The reimagining of the Los Angeles Waterfront has been in the works since the turn of the century. With construction on the redevelopment well underway, the Port of Los Angeles last week released the first draft of its plan to better connect the area to other San Pedro neighborhoods and the region at large.
The plan includes a host of recommendations to improve access to the waterfront as well as promote mobility once visitors are there. The report examined roadways and traffic flow, public transit, pedestrian and bicycle access, and creating “points of interest” through space activation, art and more.
Connectivity is crucial to encourage tourism in the area after the more than $1 billion overhaul is complete.
“The Port of Los Angeles has made significant investments over the last two decades focused on deindustrializing the LA Waterfront and transforming it into a visitor and recreational destination,” Mike Galvin, director of waterfront and commercial real estate at the Port of Los Angeles, said in a statement. “Community input has been a critical component throughout the process.”
The port, in conjunction with landscape architecture, planning and urban design firm SWA Group, hosted six public workshops the first half of the year.
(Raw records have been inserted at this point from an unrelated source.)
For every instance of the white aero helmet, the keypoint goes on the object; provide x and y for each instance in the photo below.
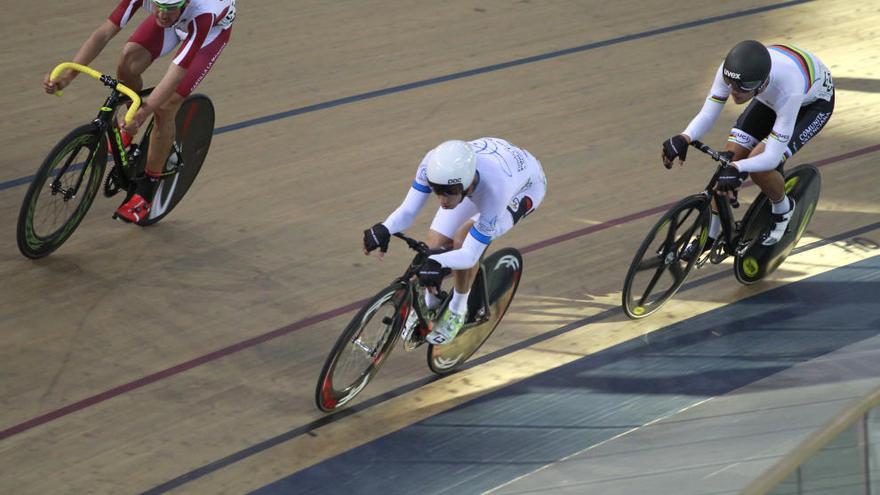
(451, 164)
(168, 4)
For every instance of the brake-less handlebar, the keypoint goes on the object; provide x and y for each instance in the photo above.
(107, 80)
(717, 156)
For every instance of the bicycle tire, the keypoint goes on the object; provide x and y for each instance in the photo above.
(329, 395)
(195, 129)
(504, 270)
(35, 241)
(666, 256)
(804, 184)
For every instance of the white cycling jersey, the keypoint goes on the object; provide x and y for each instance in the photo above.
(511, 184)
(797, 78)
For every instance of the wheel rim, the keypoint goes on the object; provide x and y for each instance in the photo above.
(54, 211)
(658, 270)
(361, 353)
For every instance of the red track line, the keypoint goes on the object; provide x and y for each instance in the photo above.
(299, 325)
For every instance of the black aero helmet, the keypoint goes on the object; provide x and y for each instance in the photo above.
(747, 66)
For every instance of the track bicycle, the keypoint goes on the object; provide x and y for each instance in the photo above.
(67, 182)
(661, 264)
(396, 313)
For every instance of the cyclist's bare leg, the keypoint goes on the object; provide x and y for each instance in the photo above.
(436, 240)
(134, 61)
(463, 279)
(164, 129)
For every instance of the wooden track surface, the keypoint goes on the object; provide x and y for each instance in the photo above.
(269, 234)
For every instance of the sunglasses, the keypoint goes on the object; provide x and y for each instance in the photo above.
(743, 86)
(446, 189)
(165, 7)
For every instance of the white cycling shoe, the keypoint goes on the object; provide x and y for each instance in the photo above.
(446, 328)
(780, 226)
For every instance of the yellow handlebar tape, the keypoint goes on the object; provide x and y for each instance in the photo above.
(135, 99)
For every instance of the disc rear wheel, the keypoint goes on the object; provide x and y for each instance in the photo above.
(503, 271)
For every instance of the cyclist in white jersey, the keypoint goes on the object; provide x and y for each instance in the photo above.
(792, 97)
(484, 188)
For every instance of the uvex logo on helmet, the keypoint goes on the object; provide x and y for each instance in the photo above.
(732, 75)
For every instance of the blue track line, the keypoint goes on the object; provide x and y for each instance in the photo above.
(474, 72)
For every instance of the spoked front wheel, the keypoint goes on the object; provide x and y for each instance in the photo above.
(658, 268)
(503, 270)
(195, 128)
(362, 348)
(62, 192)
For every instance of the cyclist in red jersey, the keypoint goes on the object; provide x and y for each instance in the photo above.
(203, 26)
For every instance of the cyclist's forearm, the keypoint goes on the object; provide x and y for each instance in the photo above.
(96, 42)
(403, 216)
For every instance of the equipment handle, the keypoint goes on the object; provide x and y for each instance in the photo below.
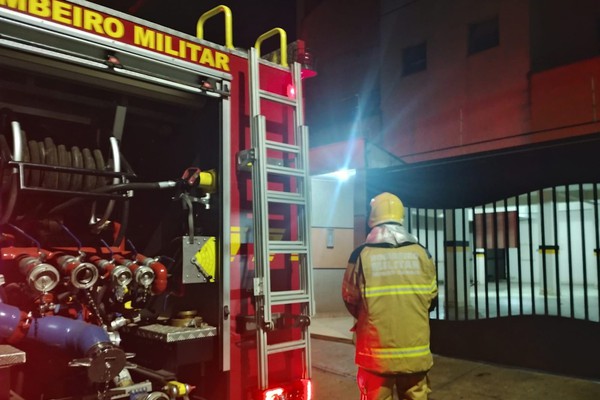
(282, 43)
(228, 24)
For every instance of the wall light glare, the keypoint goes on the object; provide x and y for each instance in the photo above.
(341, 175)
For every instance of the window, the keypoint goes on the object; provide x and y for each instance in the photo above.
(483, 35)
(598, 33)
(414, 59)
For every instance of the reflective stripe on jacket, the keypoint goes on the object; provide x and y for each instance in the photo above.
(389, 289)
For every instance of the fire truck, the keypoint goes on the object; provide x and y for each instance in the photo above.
(154, 210)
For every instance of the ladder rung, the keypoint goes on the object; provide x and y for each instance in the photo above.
(290, 148)
(276, 196)
(285, 247)
(277, 98)
(289, 297)
(275, 169)
(286, 346)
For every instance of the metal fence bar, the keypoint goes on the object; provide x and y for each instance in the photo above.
(496, 266)
(519, 266)
(597, 247)
(584, 263)
(507, 254)
(435, 237)
(475, 276)
(464, 259)
(531, 261)
(569, 250)
(542, 249)
(485, 259)
(556, 260)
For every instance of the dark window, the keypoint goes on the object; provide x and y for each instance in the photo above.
(414, 59)
(483, 35)
(598, 33)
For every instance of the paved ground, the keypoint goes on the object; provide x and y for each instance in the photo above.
(451, 379)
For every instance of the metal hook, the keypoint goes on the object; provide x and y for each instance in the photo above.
(38, 245)
(108, 247)
(77, 241)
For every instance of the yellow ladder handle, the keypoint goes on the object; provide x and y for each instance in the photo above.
(228, 24)
(282, 43)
Nearly 300 people attended the meetings to provide feedback on the connectivity plan, according to the port.
The draft plan was presented to the LA Harbor Commission during its Sept. 7 meeting. Another public meeting is slated for Sept. 28, during which port staff will provide a more detailed presentation and accept additional public feedback.
During the commission meeting, SWA co-CEO Gerdo Aquino said nine comments “rose to the top”:
- Walkability and bikeability are important;
- Public transit improvements;
- Trolley and water taxis should be used to attract visitors;
- Visitors like a good view and historic landmarks;
- Improved signage;
- More amenities with better connection;
- More lighting, open space, seating and art;
- Sustainability and climate resiliency;
- Access to the waterfront is limited mostly to personal cars or walking.
“Now more than ever, people are seeking a reconnection with themselves, each other, and the natural environment around them,” Aquino read from his presentation. “San Pedro’s Waterfront Connectivity Plan is the catalyst that will allow this to happen.”
Public transit will play a major role in the area’s connectivity, according to the report. The plan proposes a transit hub at Seventh Street and Pacific Avenue to link services to the waterfront as well as expanded rubber tire trolley service and the return of the historic Waterfront Red Car trolley—modified from its last iteration that ran from 2003 to 2015.
The additions would connect to existing transit, including Metro bus routes 205 and 246, PVTA Line 225, DASH San Pedro Route, Commuter Express 142 and the Metro J Line (Silver).
Other recommendations include connecting and extending the two existing promenades along the water to create a single, miles-long path with ample space for pedestrians and cyclists, open space, seating, lighting and more. The plan also calls for “smart parking” signage that would direct visitors to different parking lots and show how many available spaces each has in real time.
The waterfront encompasses more than 400 acres, 15 marinas, and 3,736 recreational vessel slips and dry docks, and serves two million visitors per year. The redevelopment and connectivity plan will “take this waterfront to the next level,” Galvin said.
Fourteen projects have been completed as part of the waterfront redevelopment, including the 22nd Street Park, the Los Angeles cruise ship promenade and phase one of the waterfront promenade at the former Ports O’ Call Village among them. Six other projects are “in progress” or under construction, including the 22-acre West Harbor site, which will fully revamp the Ports O’ Call area with new shops and dining.
Another 12 projects are listed as potential developments, including 67 acres of parking, the Cabrillo Beach Youth Waterfront Sports Center, a marina, a warehouse and a new cruise terminal.
The public comment period for the final connectivity plan closes on Nov. 6. The finalized project will then be presented to the harbor commission on Dec. 7.